Posted by
Bill Crawford on Sunday, May 30, 2010 10:14:07 PM
Dennis Hopper, iconoclast and a true rebel in the sometimes still-too-uptight Hollywood world, kicked the bucket this week.
In the 1960's, the California film world was going through a shakeout, where the last vestiges of the studio managed industry were drying up and the independents were starting to be the new order. When Hopper and Pete Fonda whipped up "Easy Rider" and it managed to find an audience, it ripped the floor out from underneath what the conventional wisdom said was needed to get a film past production and into theater distribution.
Dennis, like Jack Nicholson, seemed to play a series of characters who were extentions of their natural personality. Like Nicholson, he only managed to make a career out of that because there was a fountain of on-camera talent to make that happen.

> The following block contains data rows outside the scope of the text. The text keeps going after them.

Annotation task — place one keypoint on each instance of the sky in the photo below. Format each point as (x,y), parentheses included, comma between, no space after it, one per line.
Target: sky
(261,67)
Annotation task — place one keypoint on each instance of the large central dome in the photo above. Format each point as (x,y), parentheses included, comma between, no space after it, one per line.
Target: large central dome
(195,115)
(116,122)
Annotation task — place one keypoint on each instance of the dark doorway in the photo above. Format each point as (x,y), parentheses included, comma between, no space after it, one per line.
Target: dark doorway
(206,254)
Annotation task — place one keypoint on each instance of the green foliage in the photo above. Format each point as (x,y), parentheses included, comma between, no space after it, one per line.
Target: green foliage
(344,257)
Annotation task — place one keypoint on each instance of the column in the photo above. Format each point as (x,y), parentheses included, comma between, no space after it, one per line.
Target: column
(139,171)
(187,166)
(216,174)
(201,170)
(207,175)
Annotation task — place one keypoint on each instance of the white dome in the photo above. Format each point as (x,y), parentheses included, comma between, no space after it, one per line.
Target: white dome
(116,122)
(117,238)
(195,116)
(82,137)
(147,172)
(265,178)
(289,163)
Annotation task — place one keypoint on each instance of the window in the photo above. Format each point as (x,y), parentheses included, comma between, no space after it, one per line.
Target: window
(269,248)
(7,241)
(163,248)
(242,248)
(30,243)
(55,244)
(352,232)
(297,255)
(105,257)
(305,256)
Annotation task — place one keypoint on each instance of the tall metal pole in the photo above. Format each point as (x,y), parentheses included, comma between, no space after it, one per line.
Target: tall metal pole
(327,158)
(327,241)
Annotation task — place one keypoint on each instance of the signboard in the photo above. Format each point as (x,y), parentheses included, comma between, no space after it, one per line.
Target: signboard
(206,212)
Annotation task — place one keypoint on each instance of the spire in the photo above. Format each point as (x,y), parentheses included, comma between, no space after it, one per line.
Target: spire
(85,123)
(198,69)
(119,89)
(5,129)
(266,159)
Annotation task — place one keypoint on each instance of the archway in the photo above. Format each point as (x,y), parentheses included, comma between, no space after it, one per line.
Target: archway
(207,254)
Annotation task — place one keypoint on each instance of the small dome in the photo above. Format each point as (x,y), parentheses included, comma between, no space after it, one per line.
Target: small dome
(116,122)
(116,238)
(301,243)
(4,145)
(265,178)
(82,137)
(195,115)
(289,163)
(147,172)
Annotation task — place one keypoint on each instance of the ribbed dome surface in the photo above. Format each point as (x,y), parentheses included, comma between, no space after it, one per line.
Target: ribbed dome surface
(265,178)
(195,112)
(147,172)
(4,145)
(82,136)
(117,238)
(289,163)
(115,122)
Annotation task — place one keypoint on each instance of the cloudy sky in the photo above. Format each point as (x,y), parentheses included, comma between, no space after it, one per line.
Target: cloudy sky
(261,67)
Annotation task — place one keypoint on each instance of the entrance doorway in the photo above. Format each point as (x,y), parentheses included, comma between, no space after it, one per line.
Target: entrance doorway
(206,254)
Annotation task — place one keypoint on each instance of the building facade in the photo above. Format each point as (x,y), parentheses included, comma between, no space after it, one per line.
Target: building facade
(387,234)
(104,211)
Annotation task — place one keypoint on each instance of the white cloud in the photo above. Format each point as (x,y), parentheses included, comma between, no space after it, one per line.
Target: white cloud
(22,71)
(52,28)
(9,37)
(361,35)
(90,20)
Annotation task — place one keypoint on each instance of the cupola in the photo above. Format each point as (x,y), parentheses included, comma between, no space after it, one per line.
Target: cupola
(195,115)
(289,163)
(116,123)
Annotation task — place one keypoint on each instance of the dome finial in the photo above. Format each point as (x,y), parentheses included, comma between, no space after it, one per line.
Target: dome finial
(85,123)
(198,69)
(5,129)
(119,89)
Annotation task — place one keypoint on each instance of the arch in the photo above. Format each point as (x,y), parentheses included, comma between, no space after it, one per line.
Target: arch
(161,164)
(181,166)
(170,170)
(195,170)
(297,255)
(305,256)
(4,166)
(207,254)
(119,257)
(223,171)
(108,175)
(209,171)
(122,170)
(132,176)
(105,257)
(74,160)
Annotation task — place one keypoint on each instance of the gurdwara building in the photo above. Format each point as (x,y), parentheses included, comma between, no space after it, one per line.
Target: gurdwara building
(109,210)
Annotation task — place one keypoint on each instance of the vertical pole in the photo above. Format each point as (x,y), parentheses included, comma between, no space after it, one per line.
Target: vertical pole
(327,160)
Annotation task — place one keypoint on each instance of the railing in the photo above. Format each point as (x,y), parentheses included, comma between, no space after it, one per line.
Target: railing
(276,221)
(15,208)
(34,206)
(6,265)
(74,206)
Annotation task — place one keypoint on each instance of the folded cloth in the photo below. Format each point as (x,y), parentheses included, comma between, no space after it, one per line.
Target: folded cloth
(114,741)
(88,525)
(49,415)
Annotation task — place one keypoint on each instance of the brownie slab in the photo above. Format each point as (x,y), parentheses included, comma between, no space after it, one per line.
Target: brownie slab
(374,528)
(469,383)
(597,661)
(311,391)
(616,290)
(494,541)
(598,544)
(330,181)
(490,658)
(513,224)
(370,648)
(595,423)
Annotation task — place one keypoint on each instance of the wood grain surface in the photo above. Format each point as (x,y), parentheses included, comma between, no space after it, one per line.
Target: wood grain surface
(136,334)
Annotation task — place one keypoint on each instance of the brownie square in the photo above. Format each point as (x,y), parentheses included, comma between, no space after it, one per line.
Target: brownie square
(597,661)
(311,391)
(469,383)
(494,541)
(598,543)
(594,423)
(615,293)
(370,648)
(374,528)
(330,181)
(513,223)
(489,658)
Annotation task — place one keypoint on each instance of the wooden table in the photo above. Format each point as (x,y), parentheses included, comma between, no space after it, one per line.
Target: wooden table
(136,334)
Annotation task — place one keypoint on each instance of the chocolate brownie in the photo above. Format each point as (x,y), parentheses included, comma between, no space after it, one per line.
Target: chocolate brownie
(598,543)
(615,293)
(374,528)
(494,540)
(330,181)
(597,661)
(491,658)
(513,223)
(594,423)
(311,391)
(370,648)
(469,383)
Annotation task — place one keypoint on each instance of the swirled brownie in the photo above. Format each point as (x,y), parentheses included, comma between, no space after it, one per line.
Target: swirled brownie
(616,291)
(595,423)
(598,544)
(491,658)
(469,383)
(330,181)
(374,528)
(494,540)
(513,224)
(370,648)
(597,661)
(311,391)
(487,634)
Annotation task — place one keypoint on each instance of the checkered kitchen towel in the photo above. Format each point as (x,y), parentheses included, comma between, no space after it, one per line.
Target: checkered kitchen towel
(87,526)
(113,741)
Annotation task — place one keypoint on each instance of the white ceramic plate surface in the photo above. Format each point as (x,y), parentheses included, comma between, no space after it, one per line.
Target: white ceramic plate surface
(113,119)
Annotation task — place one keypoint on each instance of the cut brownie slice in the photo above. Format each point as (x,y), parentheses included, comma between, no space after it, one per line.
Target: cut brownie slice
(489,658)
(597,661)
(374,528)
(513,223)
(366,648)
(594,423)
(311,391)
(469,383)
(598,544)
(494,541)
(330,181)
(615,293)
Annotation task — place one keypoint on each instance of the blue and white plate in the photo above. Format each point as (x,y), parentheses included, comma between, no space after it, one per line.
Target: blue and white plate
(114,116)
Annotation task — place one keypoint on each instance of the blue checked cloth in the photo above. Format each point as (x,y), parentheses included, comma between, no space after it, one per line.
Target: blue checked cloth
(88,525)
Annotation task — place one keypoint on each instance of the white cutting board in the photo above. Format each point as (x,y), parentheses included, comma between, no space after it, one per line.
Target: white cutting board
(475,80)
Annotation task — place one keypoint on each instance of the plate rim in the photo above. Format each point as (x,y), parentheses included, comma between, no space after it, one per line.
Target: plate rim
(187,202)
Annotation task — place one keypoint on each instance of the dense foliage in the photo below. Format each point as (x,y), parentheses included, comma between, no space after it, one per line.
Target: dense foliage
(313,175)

There was a film he made in the early '90's called "True Romance", where he played the father of a character that a crazy mafia guy (Chris Walken, natch) was looking for. Walken was trying to find out where Hopper's son was, and told him that he was going to die slowly if he didn't start talking. There was a moment where Hopper decided that he wasn't telling and his life was now over, and when you play the scene back, you can see the subtle but effective mannerisms that convey this- the work of a master. Anyway, he bums a Chesterfield off of Walken and starts a history lecture about how Sicilians were taken over and inbred with African blood by invading hordes centuries ago, and finishes by calling him an eggplant (the worst thing you can call an Italian). Walken admires the bravado and laughs, while he borrows a pistol and empties the clip into Dennis. By the way, the movie got even crazier after that, you should check it out if you haven't seen it. (The cameo of Brad Pitt as a total stoner is priceless).
I will miss him, he was a real character, and totally without pretention. Godspeed to Dennis and his family.